I hope this helps someone else get it right the first time. 
For now, the Coho (silvers) are in the local bays getting ready to head upstream. I plan to use my Lund as much as possible the next month or so and put as many of those in the freezer as I can.


----------



## Sinktip (Sep 9, 2013)

I started reading about hole shot issues and so many people suggested a hydrofoil that I figured maybe something to it. I remembered that the boat had a Happy Troller trolling plate on it when I bought it, maybe it would help. SUre enough I put it on last night and today it seems to make a big difference. Better hole shot (still not great though) and less RPM at WOT, WOT dropped about 2-300 RPM but speed was pretty much the same.
I always figured the plate would create drag but I guess not, or not enough to counteract the benefit.


----------



## Sinktip (Apr 14, 2014)

Finally got the boat out from under the tarp this weekend. I borrowed a hoist from work and got busy. 
I lowered the CMC unit 1.5 inches and installed a stingray stabilizer. Everything went as planned and tried it out this afternoon. What a difference! The boat pops up on plane like never before! It seems to ride better than ever and trimmed up she holds a grip without blowing out in hard, high speed corners! 
I am so glad I took the time to lower the bracket, it is a different boat. I'm greedy though and want more top end. New prop?
Thanks to those who offered advise.


----------



## turbotodd (Apr 14, 2014)

Leave it mounted high. Trim it in when turning. A prop with some cup will help too. 
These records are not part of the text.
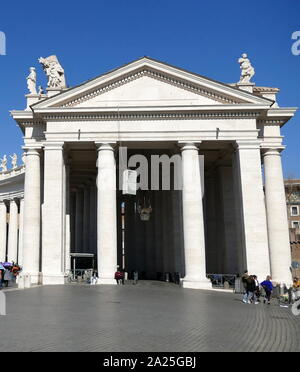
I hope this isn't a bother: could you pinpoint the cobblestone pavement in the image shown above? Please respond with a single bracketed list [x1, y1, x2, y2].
[0, 282, 300, 352]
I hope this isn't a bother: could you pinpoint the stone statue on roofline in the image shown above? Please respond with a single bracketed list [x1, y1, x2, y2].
[238, 53, 255, 84]
[10, 154, 18, 169]
[0, 155, 7, 172]
[39, 55, 66, 90]
[27, 67, 37, 94]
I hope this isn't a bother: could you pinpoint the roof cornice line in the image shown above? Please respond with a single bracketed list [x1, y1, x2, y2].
[31, 58, 273, 110]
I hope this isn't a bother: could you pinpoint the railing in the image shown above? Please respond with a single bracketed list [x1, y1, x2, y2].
[0, 165, 25, 181]
[206, 274, 237, 290]
[67, 269, 95, 283]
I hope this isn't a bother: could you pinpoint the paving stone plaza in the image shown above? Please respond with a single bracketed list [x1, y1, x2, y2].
[0, 282, 300, 352]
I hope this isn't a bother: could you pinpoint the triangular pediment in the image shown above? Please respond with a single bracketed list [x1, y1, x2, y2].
[32, 57, 271, 110]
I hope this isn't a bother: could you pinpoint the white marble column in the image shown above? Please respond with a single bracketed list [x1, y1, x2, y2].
[263, 149, 292, 285]
[0, 200, 7, 262]
[64, 159, 71, 271]
[7, 199, 18, 262]
[235, 141, 270, 280]
[181, 143, 211, 289]
[23, 148, 41, 284]
[42, 143, 66, 284]
[75, 189, 84, 253]
[83, 187, 90, 253]
[90, 186, 97, 254]
[18, 198, 24, 266]
[97, 144, 117, 284]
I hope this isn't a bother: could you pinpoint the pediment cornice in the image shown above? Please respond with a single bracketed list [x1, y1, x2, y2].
[31, 57, 272, 111]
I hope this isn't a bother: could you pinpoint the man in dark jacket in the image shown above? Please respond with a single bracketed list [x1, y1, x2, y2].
[261, 275, 274, 305]
[247, 275, 257, 304]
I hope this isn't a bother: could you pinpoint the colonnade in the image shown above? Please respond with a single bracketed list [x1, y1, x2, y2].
[0, 196, 24, 265]
[17, 140, 290, 288]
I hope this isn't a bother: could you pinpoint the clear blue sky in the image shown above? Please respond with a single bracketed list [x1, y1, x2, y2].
[0, 0, 300, 178]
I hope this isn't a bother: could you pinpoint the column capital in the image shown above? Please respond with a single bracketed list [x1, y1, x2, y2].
[44, 142, 65, 151]
[262, 146, 285, 157]
[95, 142, 116, 151]
[178, 141, 202, 151]
[22, 146, 42, 157]
[234, 140, 262, 150]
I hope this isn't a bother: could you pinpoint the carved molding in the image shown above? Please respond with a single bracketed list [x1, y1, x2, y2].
[61, 69, 240, 108]
[44, 112, 260, 121]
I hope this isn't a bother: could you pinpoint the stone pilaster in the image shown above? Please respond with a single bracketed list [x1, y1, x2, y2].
[235, 141, 270, 280]
[23, 148, 41, 284]
[263, 148, 292, 285]
[181, 143, 211, 289]
[97, 144, 117, 284]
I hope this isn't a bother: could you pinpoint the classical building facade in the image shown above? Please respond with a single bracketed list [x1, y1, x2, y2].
[0, 55, 296, 288]
[284, 179, 300, 277]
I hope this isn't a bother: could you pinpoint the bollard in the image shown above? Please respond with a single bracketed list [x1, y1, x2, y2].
[24, 273, 31, 288]
[18, 274, 25, 289]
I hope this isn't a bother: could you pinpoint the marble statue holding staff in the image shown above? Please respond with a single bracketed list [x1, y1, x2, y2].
[10, 154, 18, 169]
[0, 155, 7, 172]
[238, 53, 255, 83]
[27, 67, 37, 94]
[39, 56, 66, 89]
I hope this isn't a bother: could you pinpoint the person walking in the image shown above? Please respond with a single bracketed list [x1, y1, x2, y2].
[253, 275, 260, 302]
[132, 270, 139, 284]
[4, 266, 13, 287]
[260, 275, 274, 305]
[241, 270, 249, 304]
[115, 270, 123, 284]
[246, 275, 258, 305]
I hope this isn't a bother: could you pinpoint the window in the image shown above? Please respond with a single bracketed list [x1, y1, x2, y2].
[292, 221, 300, 229]
[291, 206, 299, 216]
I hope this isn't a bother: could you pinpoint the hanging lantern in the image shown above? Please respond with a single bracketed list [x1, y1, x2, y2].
[137, 197, 152, 221]
[123, 169, 137, 195]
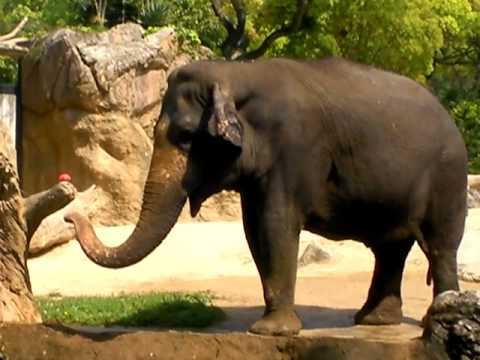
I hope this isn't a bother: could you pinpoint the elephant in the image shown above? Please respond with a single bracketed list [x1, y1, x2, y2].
[67, 57, 468, 336]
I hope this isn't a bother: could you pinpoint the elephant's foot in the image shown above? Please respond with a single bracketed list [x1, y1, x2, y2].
[250, 309, 302, 336]
[355, 296, 403, 325]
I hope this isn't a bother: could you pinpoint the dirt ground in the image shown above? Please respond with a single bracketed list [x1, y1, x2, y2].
[8, 212, 480, 359]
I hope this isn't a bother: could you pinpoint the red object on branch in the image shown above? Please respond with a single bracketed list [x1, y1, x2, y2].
[58, 173, 72, 182]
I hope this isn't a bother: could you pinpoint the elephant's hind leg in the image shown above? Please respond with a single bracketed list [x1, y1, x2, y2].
[355, 239, 414, 325]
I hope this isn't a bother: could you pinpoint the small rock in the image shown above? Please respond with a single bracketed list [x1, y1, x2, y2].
[298, 240, 330, 267]
[423, 291, 480, 359]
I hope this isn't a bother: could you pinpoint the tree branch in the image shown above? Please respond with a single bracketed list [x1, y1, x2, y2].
[0, 17, 31, 59]
[0, 16, 28, 42]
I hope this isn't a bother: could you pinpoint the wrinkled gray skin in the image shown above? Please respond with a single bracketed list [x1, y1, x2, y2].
[65, 58, 467, 335]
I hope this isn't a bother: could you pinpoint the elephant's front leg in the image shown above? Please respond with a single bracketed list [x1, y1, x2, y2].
[241, 187, 302, 335]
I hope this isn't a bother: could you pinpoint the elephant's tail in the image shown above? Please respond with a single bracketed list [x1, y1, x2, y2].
[412, 226, 432, 286]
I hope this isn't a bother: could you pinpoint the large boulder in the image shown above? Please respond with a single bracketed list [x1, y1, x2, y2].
[22, 24, 238, 225]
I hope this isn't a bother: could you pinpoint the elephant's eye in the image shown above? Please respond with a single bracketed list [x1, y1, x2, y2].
[177, 130, 192, 144]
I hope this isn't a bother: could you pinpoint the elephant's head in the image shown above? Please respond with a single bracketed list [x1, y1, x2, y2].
[66, 64, 243, 268]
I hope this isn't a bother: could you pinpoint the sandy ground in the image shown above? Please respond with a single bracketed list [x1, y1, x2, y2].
[29, 210, 480, 337]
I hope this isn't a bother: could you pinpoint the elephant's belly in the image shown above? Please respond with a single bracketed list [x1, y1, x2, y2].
[304, 217, 413, 246]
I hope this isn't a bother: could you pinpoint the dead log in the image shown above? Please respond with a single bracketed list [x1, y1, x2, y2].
[0, 123, 75, 323]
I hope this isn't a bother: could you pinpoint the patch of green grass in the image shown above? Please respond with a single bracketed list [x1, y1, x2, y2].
[37, 292, 225, 328]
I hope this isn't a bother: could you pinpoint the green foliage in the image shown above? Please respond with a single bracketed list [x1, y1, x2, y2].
[37, 292, 224, 327]
[0, 0, 480, 171]
[452, 99, 480, 173]
[0, 56, 17, 84]
[262, 0, 472, 80]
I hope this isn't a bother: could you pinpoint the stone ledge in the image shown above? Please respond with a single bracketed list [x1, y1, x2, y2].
[0, 325, 441, 360]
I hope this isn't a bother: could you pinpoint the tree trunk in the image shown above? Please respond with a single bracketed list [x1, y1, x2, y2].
[0, 123, 75, 323]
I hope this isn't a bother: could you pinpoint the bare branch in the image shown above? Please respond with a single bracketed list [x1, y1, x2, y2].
[0, 16, 28, 42]
[238, 0, 311, 59]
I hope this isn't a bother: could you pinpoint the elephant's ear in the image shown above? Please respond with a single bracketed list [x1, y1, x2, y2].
[208, 83, 243, 148]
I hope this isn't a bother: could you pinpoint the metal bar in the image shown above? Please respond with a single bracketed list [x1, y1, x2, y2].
[0, 84, 17, 95]
[15, 59, 23, 189]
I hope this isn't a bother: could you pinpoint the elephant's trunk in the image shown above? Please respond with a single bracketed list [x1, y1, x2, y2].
[65, 124, 187, 268]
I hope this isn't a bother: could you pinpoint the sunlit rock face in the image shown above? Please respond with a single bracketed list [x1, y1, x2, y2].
[22, 24, 214, 225]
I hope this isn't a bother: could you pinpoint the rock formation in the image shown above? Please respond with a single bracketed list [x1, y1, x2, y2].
[423, 291, 480, 360]
[22, 24, 234, 225]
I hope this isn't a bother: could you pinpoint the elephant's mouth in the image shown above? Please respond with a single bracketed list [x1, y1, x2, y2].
[188, 188, 209, 217]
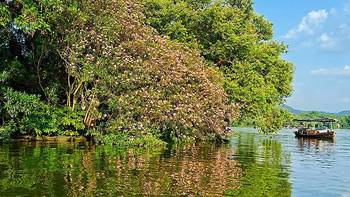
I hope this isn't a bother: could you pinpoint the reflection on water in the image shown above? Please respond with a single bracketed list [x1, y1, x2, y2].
[0, 143, 241, 196]
[0, 129, 350, 196]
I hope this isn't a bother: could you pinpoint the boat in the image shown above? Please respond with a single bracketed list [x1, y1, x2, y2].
[294, 118, 338, 139]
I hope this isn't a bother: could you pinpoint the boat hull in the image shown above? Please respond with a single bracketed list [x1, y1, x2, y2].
[294, 131, 335, 139]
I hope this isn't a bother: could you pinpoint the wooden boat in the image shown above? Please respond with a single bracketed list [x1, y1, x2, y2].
[294, 118, 337, 139]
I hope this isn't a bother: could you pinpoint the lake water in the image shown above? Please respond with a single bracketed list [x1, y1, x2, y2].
[0, 129, 350, 197]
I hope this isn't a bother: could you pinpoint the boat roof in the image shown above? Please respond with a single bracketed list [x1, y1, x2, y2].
[294, 118, 338, 122]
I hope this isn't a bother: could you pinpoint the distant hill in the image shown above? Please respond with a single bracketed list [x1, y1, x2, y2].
[338, 110, 350, 116]
[282, 104, 306, 115]
[282, 104, 350, 116]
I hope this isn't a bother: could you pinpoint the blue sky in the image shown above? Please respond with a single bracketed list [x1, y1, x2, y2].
[254, 0, 350, 112]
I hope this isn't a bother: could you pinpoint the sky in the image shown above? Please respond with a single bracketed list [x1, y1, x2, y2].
[254, 0, 350, 112]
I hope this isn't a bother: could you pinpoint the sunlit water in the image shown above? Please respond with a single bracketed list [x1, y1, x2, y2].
[0, 129, 350, 197]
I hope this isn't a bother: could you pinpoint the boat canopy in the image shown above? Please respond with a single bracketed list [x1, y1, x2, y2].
[294, 118, 338, 122]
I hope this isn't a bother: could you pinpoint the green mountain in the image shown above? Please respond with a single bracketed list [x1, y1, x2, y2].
[282, 104, 350, 116]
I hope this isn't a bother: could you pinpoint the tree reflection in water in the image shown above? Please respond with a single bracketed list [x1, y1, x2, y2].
[0, 143, 241, 196]
[0, 133, 291, 196]
[226, 133, 291, 196]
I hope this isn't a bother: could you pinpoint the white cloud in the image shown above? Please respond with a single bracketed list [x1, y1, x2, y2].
[329, 8, 337, 15]
[318, 33, 337, 50]
[283, 9, 328, 38]
[340, 97, 350, 103]
[310, 66, 350, 76]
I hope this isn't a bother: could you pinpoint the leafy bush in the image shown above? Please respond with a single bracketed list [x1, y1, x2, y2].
[0, 88, 85, 137]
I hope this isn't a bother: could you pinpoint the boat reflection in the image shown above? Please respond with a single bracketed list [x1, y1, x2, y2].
[297, 137, 335, 149]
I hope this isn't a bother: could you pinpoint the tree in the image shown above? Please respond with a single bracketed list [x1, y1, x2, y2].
[144, 0, 293, 132]
[0, 0, 235, 140]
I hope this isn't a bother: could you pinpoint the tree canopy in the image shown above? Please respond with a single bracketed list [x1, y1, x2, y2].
[0, 0, 293, 143]
[145, 0, 293, 132]
[0, 0, 235, 141]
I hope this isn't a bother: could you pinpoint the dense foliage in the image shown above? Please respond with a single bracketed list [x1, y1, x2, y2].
[0, 0, 293, 144]
[145, 0, 293, 132]
[0, 0, 237, 144]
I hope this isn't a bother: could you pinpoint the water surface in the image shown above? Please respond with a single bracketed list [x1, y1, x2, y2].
[0, 129, 350, 196]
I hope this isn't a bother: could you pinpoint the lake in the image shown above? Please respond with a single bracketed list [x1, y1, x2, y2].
[0, 128, 350, 197]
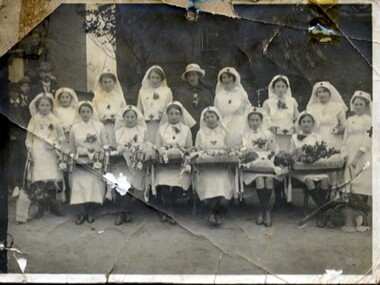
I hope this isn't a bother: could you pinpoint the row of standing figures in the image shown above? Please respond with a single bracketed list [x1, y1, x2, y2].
[10, 64, 372, 231]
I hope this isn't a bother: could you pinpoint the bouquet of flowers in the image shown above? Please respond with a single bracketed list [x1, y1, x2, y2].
[296, 141, 340, 164]
[293, 141, 345, 170]
[273, 151, 294, 168]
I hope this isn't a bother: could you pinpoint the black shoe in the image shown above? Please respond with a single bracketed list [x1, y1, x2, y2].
[264, 211, 272, 228]
[256, 212, 264, 225]
[115, 213, 125, 226]
[87, 215, 95, 224]
[75, 215, 86, 225]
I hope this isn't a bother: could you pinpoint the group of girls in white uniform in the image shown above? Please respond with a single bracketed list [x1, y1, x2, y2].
[26, 64, 372, 227]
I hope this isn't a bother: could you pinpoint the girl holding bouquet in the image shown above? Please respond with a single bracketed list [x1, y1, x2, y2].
[137, 65, 173, 143]
[70, 101, 108, 225]
[92, 68, 127, 147]
[263, 75, 299, 206]
[193, 107, 234, 225]
[112, 105, 146, 225]
[25, 93, 65, 218]
[289, 111, 329, 226]
[54, 87, 78, 203]
[152, 101, 196, 224]
[242, 108, 278, 227]
[341, 91, 372, 231]
[306, 81, 347, 185]
[214, 67, 251, 147]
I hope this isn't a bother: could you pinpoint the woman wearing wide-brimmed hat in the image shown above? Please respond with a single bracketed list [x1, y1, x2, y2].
[174, 63, 213, 140]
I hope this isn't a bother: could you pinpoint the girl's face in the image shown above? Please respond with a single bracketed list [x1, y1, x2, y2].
[59, 92, 71, 108]
[100, 76, 115, 92]
[168, 108, 181, 124]
[149, 71, 162, 88]
[248, 114, 261, 130]
[273, 80, 288, 97]
[187, 71, 200, 86]
[300, 116, 314, 133]
[222, 73, 234, 86]
[20, 83, 30, 95]
[38, 99, 51, 116]
[317, 87, 330, 103]
[204, 112, 219, 129]
[123, 110, 137, 128]
[79, 106, 92, 123]
[353, 98, 367, 115]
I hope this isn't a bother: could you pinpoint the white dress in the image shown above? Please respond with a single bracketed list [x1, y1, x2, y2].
[214, 86, 250, 147]
[137, 86, 173, 143]
[26, 113, 64, 182]
[242, 128, 277, 185]
[342, 114, 372, 196]
[307, 102, 346, 185]
[193, 126, 235, 201]
[307, 102, 346, 150]
[154, 123, 192, 190]
[263, 97, 298, 151]
[92, 90, 127, 146]
[54, 106, 76, 151]
[290, 132, 329, 182]
[112, 127, 145, 191]
[70, 120, 107, 204]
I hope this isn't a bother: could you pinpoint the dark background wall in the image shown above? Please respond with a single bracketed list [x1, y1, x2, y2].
[12, 5, 372, 110]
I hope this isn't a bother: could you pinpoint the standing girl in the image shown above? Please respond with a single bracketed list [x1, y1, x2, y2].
[263, 75, 299, 206]
[214, 67, 251, 147]
[152, 101, 195, 224]
[54, 87, 78, 202]
[342, 91, 372, 197]
[92, 69, 127, 147]
[112, 105, 146, 225]
[242, 108, 278, 227]
[289, 111, 329, 226]
[70, 101, 107, 225]
[25, 93, 65, 217]
[193, 107, 234, 225]
[137, 65, 173, 143]
[306, 81, 347, 189]
[174, 63, 214, 140]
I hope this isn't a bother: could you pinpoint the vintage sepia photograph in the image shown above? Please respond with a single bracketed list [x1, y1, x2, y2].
[0, 1, 379, 283]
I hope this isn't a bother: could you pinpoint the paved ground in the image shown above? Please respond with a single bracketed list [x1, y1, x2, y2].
[8, 185, 372, 274]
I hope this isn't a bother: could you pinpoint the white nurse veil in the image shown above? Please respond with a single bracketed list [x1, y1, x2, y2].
[268, 74, 292, 98]
[306, 81, 348, 111]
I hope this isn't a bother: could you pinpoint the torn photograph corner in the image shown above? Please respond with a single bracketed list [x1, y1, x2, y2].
[0, 0, 380, 283]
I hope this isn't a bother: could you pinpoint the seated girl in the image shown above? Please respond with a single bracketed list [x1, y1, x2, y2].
[193, 107, 234, 225]
[242, 108, 278, 227]
[289, 111, 329, 227]
[152, 101, 195, 224]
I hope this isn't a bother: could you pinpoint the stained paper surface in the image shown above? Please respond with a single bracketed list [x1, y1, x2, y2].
[0, 0, 380, 283]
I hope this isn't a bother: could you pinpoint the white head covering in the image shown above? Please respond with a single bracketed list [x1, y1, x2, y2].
[199, 106, 228, 132]
[268, 75, 292, 98]
[141, 65, 168, 89]
[94, 68, 125, 101]
[306, 81, 348, 111]
[181, 63, 206, 81]
[115, 105, 146, 133]
[54, 87, 79, 108]
[296, 111, 319, 132]
[160, 101, 197, 128]
[215, 67, 245, 96]
[245, 107, 272, 131]
[73, 100, 99, 125]
[29, 92, 54, 117]
[350, 90, 372, 117]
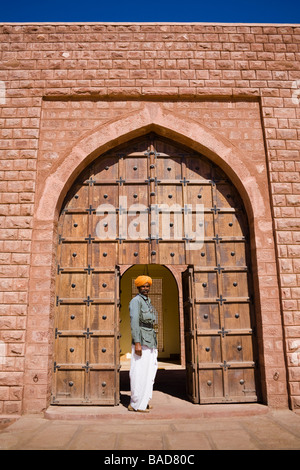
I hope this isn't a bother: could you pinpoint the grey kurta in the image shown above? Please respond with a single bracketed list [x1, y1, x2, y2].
[129, 294, 157, 348]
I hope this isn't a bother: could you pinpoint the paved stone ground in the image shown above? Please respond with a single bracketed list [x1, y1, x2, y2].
[0, 374, 300, 452]
[0, 405, 300, 455]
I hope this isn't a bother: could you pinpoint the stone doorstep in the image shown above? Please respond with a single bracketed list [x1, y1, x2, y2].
[44, 403, 270, 422]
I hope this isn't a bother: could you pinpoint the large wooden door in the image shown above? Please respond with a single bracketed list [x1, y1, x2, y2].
[52, 135, 256, 404]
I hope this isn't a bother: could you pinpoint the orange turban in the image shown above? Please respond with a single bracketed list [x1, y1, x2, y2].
[134, 276, 152, 287]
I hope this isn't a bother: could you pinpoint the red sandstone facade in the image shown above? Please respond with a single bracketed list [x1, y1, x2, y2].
[0, 24, 300, 415]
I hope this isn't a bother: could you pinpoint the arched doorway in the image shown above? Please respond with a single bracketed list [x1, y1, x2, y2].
[52, 134, 257, 404]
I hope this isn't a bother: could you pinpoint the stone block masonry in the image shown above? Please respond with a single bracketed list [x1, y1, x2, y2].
[0, 23, 300, 415]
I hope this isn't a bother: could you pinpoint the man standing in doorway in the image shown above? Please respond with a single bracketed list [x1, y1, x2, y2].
[128, 276, 157, 413]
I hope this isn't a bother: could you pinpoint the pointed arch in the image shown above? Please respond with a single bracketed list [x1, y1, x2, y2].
[36, 103, 265, 224]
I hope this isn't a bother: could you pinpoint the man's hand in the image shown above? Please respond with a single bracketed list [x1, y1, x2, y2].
[135, 343, 142, 356]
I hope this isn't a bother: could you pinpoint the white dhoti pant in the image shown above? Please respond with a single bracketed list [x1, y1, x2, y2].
[129, 345, 157, 410]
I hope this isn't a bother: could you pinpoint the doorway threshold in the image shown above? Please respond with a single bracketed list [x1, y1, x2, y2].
[120, 359, 185, 371]
[44, 400, 270, 424]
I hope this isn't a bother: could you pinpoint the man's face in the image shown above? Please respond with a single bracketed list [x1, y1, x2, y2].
[139, 282, 150, 297]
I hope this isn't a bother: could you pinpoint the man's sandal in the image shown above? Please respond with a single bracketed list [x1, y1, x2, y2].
[128, 405, 149, 413]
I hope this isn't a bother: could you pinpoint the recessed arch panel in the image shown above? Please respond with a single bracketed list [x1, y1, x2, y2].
[53, 132, 257, 404]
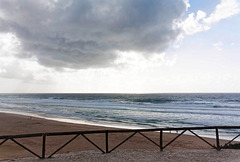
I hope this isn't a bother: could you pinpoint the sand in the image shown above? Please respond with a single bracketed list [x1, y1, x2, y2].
[0, 113, 239, 161]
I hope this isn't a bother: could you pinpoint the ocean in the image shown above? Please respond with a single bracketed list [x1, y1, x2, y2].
[0, 93, 240, 139]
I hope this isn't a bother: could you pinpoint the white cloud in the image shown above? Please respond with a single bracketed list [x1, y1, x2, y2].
[203, 0, 240, 24]
[179, 0, 240, 35]
[0, 33, 54, 81]
[0, 0, 187, 69]
[213, 42, 223, 51]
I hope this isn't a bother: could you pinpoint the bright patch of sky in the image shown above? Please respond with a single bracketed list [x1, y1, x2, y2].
[0, 0, 240, 93]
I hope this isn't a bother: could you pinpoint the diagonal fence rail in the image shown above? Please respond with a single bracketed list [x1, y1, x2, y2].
[0, 126, 240, 159]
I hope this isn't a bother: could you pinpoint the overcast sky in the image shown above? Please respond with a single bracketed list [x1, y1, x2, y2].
[0, 0, 240, 93]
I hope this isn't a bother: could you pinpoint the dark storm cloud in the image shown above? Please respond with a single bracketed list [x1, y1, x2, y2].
[0, 0, 186, 69]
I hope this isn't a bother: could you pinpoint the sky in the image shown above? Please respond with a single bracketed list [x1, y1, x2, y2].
[0, 0, 240, 93]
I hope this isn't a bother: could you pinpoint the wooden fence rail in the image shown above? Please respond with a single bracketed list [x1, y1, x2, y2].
[0, 126, 240, 159]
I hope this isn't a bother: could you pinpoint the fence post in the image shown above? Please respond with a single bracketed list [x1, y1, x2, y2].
[42, 133, 46, 159]
[216, 128, 221, 151]
[160, 130, 163, 151]
[105, 131, 109, 153]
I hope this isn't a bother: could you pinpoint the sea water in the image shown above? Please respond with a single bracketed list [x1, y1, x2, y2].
[0, 93, 240, 138]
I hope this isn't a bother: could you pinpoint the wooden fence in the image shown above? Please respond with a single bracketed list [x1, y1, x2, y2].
[0, 126, 240, 159]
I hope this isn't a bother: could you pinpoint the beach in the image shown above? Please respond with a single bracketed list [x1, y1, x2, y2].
[0, 113, 237, 160]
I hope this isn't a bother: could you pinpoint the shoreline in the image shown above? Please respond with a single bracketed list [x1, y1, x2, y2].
[0, 113, 233, 160]
[0, 109, 236, 141]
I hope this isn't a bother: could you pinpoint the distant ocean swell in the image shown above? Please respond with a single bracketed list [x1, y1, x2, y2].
[0, 94, 240, 139]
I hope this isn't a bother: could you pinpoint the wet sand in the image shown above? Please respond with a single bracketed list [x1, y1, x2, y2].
[0, 113, 231, 160]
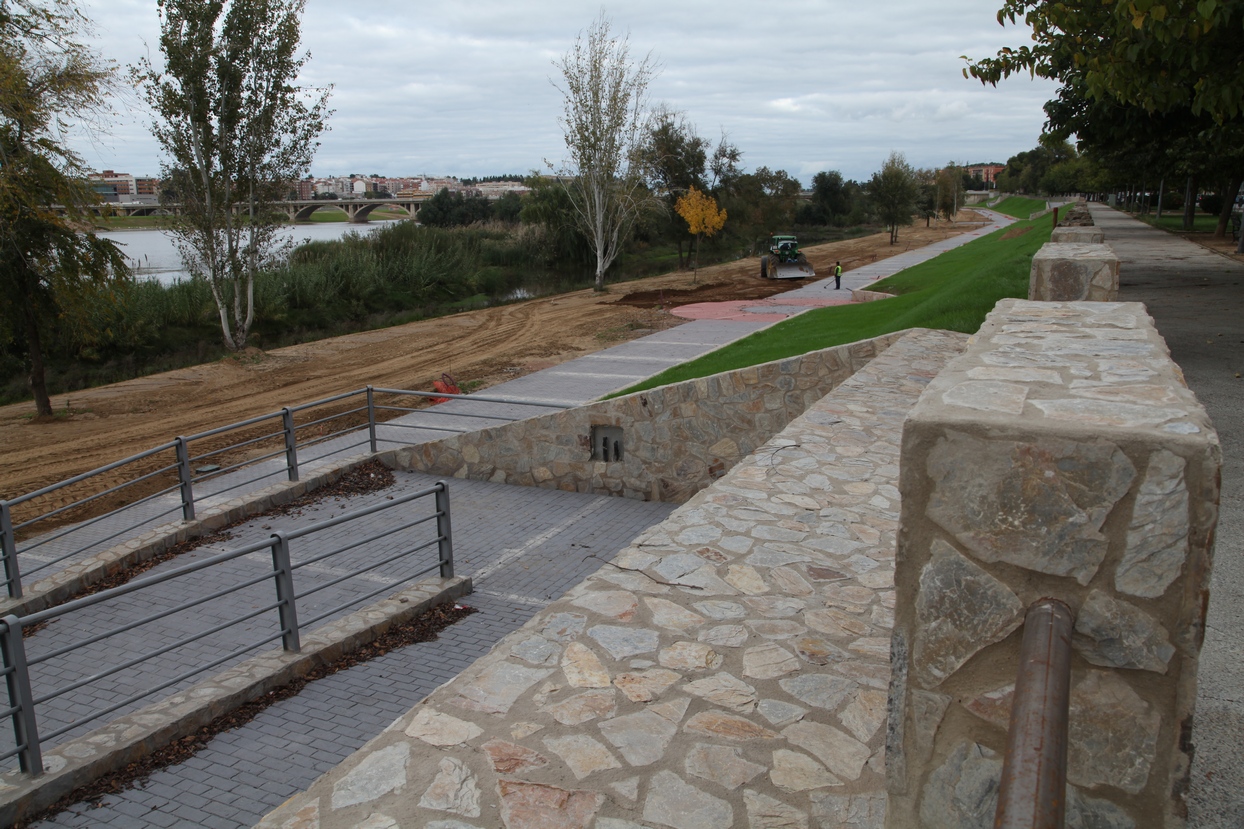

Also-the CMC relays are absolute garbage. Every one that I install gets a winch contactor before it leaves the shop. I remove the relays completely and put the contactor in it's place. BUT word of caution. Don't cut the plug off of the CMC actuator. Once the plug is cut off, the warranty is voided. CMC doesn't sell the actuator parts, they sell it complete and it's about the same price as a whole PT35 complete. A friend asked me where to get the brushes for the actuator motor recently and I directed him to CMC directly, then he calls back and tells me that CMC doesn't sell actuator parts at all, just the actuator assembly.


----------



## Sinktip (Apr 15, 2014)

Thanks TurboTodd, 

Trimming it in helps in the turns for sure but now it is barely needed, she holds like on rails. It does feel like it's dragging a bit. I've got about 1.5" of upward travel to play with on the slotted mounting holes on the motor, so I'm going to try and get it up as high as possible, probably move it in 1/2" increments until I find the sweet spot. 

Can you please post a photo of the contactor setup? The last thing I want is to have this thing stop working while I'm on a trip somewhere this summer. 

Grant


----------



## Rat (Apr 16, 2014)

So where did your anti-ventilation plate end up; 2 inches below the hull bottom?


----------



## turbotodd (Apr 16, 2014)

As per the PM, I don't have any photos of the contactor setup. However it is simple. I typically will use the CMC factory wires but not the wiring. Just cut the appropriate amount out of the CMC wiring and use the wires only. Cleans up things tremendously. Do NOT cut the plug off of the actuator. 

The contactor has 4 terminals with nuts. Normally they're painted or marked. Red, black, green or yellow, and blue. Red=batt + (use a 50A fuse or breaker). Blk=batt -. Green (or yellow) goes to the actuator. Blue goes to the actuator. Those 2 don't really matter which one goes to which wire on the actuator as the motor is bidirectional. 

Then there are a pair of 18 or 20ga wires, most contactors have bullet connectors on those. Those 2 go to the toggle or rocker switch. Again, it doesn't matter which way because it changes polarity as the toggle or rocker is moved. Worst case scenario if it's hooked up one way the "up" on the switch will make the CMC go down and vise versa. Just reverse them if that's the case. 

As far as mounting the contactor, on some boats, there is a dry area that works well. Others are continually "wet" and I'll put the contactor inside a waterproof utility box that I'll pick up at Radio Shack, or something similar. 

Advantage of the contactor-it doesn't fail NEARLY as often as the CMC relays. I think I've seen one fail in the last 8 to 10 years (and it was on an ATV that spent several days submerged in a creek). CMC changed the relay pack in the recent past to a more weatherproof socket but they still die more frequently than they should. Last one I remember (customer-he didn't care about the relays) lasted 3 months. CMC sent him a new harness assembly and that one lasted ALMOST 3 months. He called me and I suggested the contactor. So far so good with it. Also the contactor allows more voltage and amperage to pass through, meaning the CMC will run a little faster. Another advantage is that the wiring-if done properly-is a LOT safer than the CMC stuff is since there is less total wiring (if you call CMC's wiring anything but a bird's nest) and straighter runs and no exposed relay contacts to short out. Also the instal with the contactor is a LOT cleaner.


----------



## Zum (Jun 8, 2014)

I'm thinking of buying a used Pt-35 and like mentioned installation threads are hard to come by.
Thanks for helping me a bit....my boat has a jet tunnel hull but I use a propped motor.


----------



## Sinktip (Jun 9, 2014)

No problem Zum, If you have any questions or need any measurements drop me a line. 
The PT35 seems like a great addition so far. I still haven't got to upgrading the relays to a contactor yet though. It's still on the list. 
Grant


----------